Eine Zusammenfassung von Louise Strebel
Der Radiobetrag, den ich hier vorstellen möchte, kommt aus der Sendung „Büchermarkt“. Am 2. Oktober 2023 stellt Dina Netz den neuen Roman von Alain Mabanckou „Das Geschäft der Toten“ vor. Er wurde ins Deutsche von Holger Fock und Sabine Müller übersetzt und handelt von der Geschichte eines Küchenjungen im Kongo, Liwa, der in seinem eigenen Grab aufwacht.

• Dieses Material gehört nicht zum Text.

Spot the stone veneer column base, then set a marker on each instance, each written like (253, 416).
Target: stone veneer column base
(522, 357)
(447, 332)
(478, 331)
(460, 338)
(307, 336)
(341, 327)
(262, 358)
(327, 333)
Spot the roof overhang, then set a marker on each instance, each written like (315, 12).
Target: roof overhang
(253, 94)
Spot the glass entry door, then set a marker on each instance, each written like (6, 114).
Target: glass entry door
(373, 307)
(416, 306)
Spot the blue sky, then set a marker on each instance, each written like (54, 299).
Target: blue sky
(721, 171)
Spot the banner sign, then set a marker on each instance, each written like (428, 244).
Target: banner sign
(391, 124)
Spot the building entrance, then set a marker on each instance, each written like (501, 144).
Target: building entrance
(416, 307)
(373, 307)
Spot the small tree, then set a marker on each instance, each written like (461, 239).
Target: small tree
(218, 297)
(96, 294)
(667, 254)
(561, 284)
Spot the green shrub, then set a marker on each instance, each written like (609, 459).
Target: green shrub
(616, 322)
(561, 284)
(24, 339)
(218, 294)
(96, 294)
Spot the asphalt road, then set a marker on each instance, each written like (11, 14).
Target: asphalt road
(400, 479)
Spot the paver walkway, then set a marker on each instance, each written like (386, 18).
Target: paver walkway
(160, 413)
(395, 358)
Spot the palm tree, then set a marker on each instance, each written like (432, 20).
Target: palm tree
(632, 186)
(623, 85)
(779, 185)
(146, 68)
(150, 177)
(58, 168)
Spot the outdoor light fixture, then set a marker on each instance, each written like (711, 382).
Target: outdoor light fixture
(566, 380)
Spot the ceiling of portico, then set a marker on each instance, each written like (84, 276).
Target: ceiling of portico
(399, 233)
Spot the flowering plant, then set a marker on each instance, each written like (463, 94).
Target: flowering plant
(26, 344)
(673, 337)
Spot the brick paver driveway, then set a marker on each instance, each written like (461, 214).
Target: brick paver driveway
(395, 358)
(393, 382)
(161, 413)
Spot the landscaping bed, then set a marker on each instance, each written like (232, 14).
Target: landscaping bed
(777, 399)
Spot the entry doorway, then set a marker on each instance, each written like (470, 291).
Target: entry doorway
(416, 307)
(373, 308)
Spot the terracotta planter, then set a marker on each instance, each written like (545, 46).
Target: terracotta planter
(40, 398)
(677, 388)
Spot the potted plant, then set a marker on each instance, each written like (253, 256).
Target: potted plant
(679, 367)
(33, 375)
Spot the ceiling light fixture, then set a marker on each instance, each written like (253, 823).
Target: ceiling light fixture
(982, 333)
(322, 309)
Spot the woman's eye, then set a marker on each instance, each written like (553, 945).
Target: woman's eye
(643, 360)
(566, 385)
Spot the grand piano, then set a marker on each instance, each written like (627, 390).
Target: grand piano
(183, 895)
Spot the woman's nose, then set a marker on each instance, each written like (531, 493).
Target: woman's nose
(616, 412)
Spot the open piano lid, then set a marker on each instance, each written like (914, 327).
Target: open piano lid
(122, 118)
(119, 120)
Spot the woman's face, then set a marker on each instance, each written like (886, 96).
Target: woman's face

Liwa wacht nach einem Erdbeben auf dem Friedhof „Frère-Lachaise“ auf. Er sieht dort ein Begräbnis stattfinden und sieht seine Leiche liegen, sogar wenn er sich weigert zu glauben, es sei wirklich er, muss er sich an die Idee gewöhnen, dass er seine eigene Beerdigung erlebt.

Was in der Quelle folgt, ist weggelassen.